Topology Munkres Chapter 1 exercise 2 b and c- Set theory equivalent statements

[cbarker1]

Dear Every one,

I am having some difficulties on exercise 2b and 2c from Topology 2nd ed by J. Munkres . Here are the directions:
determine which of the following states are true for all sets $A$, $B$, $C$, and $D$. If a double implication fails, determine whether one or the other one of the possible implication holds. If an equality fails, determine whether the statement becomes true if the "equal" symbol is replaced by one or the other of the inclusion symbols $\subset$ or $\supset$.

Problem 2b and 2c, respectively:

b. $A\subset B$ or $A\subset C \iff A \subset (B \cup C)$
c. $A\subset B$ and $A\subset C \iff A \subset (B\cap C)$

My attempt
Let $A=\left\{1,2,3,4,5\right\}$, $B=\left\{3,4,5\right\}$ and $C=\left\{1,2\right\}$.
b. I believe it to be true in $\implies$ and true in $\Longleftarrow$.
c. I believe it to be true in $\Longleftarrow$ and false in $\implies$.

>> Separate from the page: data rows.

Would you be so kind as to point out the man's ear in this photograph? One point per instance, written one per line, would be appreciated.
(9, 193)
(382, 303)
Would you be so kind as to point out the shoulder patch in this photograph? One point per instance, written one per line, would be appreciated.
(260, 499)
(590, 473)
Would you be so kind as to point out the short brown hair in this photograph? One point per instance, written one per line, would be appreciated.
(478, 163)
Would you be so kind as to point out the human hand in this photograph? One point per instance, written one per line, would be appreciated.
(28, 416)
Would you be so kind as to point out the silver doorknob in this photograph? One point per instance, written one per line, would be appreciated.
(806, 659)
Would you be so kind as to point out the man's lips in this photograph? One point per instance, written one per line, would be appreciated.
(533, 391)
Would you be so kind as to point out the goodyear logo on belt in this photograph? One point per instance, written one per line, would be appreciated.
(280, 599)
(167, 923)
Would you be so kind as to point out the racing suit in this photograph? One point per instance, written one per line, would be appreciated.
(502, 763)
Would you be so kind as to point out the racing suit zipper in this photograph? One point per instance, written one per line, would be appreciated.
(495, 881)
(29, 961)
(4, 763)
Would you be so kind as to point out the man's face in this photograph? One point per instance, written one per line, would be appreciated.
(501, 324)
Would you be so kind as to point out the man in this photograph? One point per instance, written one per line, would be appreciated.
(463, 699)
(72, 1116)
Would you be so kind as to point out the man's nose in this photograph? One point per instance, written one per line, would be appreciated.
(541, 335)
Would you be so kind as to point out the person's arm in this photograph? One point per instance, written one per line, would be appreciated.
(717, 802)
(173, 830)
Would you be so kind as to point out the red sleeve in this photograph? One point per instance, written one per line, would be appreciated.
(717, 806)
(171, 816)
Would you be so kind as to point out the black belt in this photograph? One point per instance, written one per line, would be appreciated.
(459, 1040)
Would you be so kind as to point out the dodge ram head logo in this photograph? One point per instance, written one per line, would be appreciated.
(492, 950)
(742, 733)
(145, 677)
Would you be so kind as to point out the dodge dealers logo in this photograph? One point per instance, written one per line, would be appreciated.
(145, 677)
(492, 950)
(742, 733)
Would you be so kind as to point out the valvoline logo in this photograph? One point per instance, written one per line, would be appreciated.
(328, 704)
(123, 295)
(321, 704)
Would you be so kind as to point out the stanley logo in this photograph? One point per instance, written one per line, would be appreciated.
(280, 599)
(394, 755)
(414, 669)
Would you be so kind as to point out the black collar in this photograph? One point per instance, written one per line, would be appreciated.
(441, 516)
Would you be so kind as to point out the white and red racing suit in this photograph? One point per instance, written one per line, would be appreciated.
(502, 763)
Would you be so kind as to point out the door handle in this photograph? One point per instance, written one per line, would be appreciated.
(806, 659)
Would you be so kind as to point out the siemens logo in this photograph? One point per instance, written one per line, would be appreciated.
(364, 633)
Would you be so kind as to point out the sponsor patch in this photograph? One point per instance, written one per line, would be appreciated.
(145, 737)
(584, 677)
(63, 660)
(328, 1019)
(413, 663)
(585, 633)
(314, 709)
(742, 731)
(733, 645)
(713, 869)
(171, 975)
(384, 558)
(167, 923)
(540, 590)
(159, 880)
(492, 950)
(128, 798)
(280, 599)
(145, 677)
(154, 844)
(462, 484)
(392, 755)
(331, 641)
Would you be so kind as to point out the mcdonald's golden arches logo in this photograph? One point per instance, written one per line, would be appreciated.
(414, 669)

Any counterexample can help me figure out why these are correct or incorrect.

thanks,
Cbarker1

 

[Euge]

Hi Cbarker1,

In b., take $A$ to be the rationals, $B$ to be the interval $(-\infty, 0]$ and $C$ to be the interval $(0, \infty)$. Then $B \cup C$ is the reals so that $A \subset B \cup C$, but neither $A\subset B$ nor $A\subset C$. In c., if $a\in A$, then since $A \subset B$, $a\in B$; similarly, as $A\subset C$, $a\in C$. Hence $a\in B\cap C$. Since $a$ was arbitrary, one concludes $A\subset B\cap C$.